At the time of writing, the explosive increase in our understanding of tissue repair and its defects is just beginning to be translated into practical strategies. This burst in wound healing knowledge is reflected in the newly established Wound Healing organizations in the United States and Europe ‘The Wound Healing Society" for the former and the ‘European Tissue Repair Society".

 

It is important to define realistic clinical objectives. In acute wound healing, the major problems are wound failure (including anastomotic leakage, hernia recurrence, and some types of fracture non-union) and over-healing in its many guises (adhesions, strictures, contractures, and hypertrophic and keloid scarring). Although technical errors are a major and preventable cause in some cases, intrinsic defects in wound healing potential are also important. Human wound healing models as described in this chapter may help to predict repair failure and permit the selection of patients for new therapies.

 

In chronic wounds the main aims will be to induce healing in patients where this was previously impossible, to accelerate it, and to prevent recurrence.

 

Several important developments will be required to realize the promise of growth factors and other new agents.

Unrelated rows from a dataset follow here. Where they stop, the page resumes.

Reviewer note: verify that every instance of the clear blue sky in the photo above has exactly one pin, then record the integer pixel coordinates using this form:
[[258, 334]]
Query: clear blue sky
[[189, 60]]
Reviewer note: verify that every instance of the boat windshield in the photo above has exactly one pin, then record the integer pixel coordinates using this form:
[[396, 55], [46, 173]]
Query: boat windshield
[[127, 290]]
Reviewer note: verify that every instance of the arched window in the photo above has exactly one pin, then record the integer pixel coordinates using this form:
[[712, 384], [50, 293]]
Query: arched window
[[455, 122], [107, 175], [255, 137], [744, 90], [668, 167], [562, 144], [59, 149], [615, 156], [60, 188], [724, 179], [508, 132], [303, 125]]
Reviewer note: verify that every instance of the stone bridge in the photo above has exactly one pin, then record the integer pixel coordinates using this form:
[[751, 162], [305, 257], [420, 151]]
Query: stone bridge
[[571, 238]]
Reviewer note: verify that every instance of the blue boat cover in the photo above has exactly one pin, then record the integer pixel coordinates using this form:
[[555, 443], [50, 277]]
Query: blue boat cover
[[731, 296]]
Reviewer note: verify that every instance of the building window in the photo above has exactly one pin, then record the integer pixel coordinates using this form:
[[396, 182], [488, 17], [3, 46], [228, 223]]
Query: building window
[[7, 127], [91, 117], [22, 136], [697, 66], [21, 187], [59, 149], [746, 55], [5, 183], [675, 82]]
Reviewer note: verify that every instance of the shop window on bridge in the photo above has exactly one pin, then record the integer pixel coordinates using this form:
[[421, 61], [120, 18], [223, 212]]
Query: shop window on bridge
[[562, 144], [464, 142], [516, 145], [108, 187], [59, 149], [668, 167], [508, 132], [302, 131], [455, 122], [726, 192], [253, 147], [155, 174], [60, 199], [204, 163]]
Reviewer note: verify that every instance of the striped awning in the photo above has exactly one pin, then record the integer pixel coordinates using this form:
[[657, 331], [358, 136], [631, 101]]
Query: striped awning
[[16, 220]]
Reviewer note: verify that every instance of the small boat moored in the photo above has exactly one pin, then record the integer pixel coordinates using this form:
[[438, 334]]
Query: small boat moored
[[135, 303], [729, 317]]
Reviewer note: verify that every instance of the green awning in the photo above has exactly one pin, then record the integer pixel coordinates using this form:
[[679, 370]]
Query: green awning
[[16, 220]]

Local pharmacology of wounds is in its infancy; new delivery systems will be required to apply these agents precisely to the site and at the time they are needed. The plethora of new agents will mandate careful investigation to determine which ones are optimal for which clinical situation. Finally, the design of clinical trials, including ethical issues, recruitment criteria, and choice of endpoints, remains a serious problem. Successful resolution of these issues promises finally to close the gap between basic research and clinical application.